Instrumentation of the DiffusionGemma 26B model has shown that its token-commit order is neither parallel nor block-autoregressive, challenging latency and cost models based on parallel-decoding assumptions. In a 686-prompt, six-regime probe suite, researchers observed which canvas positions commit, when, and at what confidence, revealing a partial left-to-right bias that depends on measurement granularity, with within-batch order being undefined rather than unobserved.

DiffusionGemma 26B is a masked discrete-diffusion mixture-of-experts model based on Gemma 4, with 26 billion total parameters, 3.8 billion active per forward pass, and fitting within 18 GB VRAM limits when quantized. Google's model card and developer blog describe it as block-autoregressive, denoising a 256-token canvas in parallel, committing the block to the KV cache, and advancing at 1,008 tokens per second on an H100 in FP8, or 1,288 tokens per second on an H200 according to vLLM-published benchmarks. The arXiv paper "Neither Parallel Nor Sequential: How DiffusionGemma Actually Commits Tokens" by Asaria, Salomone, and Gandhi shows that narrative collapses under instrumentation. The authors note that measuring decoding order requires handling trailing-EOS padding, within-regime confounding, commit non-monotonicity, block-size sensitivity, and large commit-batch ties—artifacts that can manufacture a block-autoregressive result that is not actually present.

At token-level granularity, the model shows weak ordering; coarsen the analysis window and the apparent block size grows smoothly, indicating the "block" is a property of the ruler, not the architecture. Commits arrive in large simultaneous batches, finishing in an aggressive late burst well inside the step budget. The pattern is regime-dependent: structured JSON is committed in arbitrary order, while on mathematical reasoning tasks commit confidence tracks final correctness, yet the same confidence carries no signal for factual recall. Task accuracy matches the autoregressive Gemma-4 sibling, though Google acknowledges that overall output quality remains lower than standard Gemma 4. The throughput advantage is real but constrained—vLLM benchmarks 1,008 tokens per second on H100—roughly 5× an autoregressive baseline and 2.6× multi-token prediction—at low batch sizes—but Google concedes that at high-QPS cloud serving, the parallel decode yields diminishing returns and can increase serving costs.
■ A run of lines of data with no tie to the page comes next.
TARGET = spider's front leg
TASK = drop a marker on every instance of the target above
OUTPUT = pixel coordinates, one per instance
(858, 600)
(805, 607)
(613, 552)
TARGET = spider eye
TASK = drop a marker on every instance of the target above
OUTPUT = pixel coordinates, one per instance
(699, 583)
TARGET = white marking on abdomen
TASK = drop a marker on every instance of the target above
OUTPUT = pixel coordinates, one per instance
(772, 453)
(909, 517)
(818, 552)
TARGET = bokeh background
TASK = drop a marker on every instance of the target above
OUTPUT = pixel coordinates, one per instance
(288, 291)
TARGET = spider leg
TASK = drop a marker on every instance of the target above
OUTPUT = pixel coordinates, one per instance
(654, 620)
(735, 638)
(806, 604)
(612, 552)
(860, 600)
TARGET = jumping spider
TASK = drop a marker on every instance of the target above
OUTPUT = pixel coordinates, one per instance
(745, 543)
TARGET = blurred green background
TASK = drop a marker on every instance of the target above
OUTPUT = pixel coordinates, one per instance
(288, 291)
For production inference, the measured commit behavior invalidates several standard optimization assumptions. The model's encoder mode uses causal attention and runs twice per block, once for prompt prefill and once to commit the finished block to the KV cache, so memory-bandwidth and cache-eviction plans must account for dual passes rather than a single parallel decode. Speculative decoding strategies and step-budget tuners that assume deterministic 256-token boundaries will miscalibrate against the late-burst, regime-dependent commit pattern. Architects cannot use commit confidence as a runtime filter for factual accuracy, since the signal is present for math but absent for recall, and the genuinely undefined within-batch order complicates any incremental validation or streaming logic that expects even a weak left-to-right guarantee.